Block C at Bletchley Park housed the site’s first use of high-speed data processing machines on a large scale which greatly sped up the code-breaking work, previously done by hand. Its hardened exterior and soundproofing show the importance placed on protecting the Hollerith machines and card data inside.  

John Penrose said:

“The work that took place at Bletchley Park was absolutely key to the Allied victory in World War 2. Parts of the site already have listed status, and I’m pleased to add Block C to this group today. The building was vital to the success of Bletchley Park’s Second World War code-breaking work, and specifically the cracking of the German Enigma Code. But the site also had a huge role in the start of the information age, with the development of machinery for mass data processing and can be viewed as the birthplace of modern information technology.

“It’s important the fabric of the building as well as the history surrounding the work of so many people inside those four walls is protected for future generations, and Block C clearly merits the extra protection against unsuitable alteration or development that listing provides.”

Veronica Fiorato, English Heritage Designation Team Leader for the South said:
“We are delighted that the Minister has agreed with our advice to list Block C at the hugely significant Bletchley Park. Block C is important not only for its code-breaking role and contribution to the allied victory in World War II but also as a contributor to the site’s development of high-speed digital processing machines.”
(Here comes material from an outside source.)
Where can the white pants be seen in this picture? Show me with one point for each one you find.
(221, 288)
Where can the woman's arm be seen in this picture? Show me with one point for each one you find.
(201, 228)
Bletchley Park is world renowned as a Second World War intelligence and code-breaking centre and is most famous for its achievement in breaking the German’s highly complex Enigma code. However it was also responsible for the development of the modern computer and further achievements within the subjects of mathematics and linguistics. Block C was first occupied in November 1942.

Notes to editors

  1. For copies of the advice reports please contact Emma Marsh in the DCMS Press Office on 0207 211 6271.
  2. For further press information or interview requests please call Debbie Holden in the English Heritage Press Office on 0207 973 3855.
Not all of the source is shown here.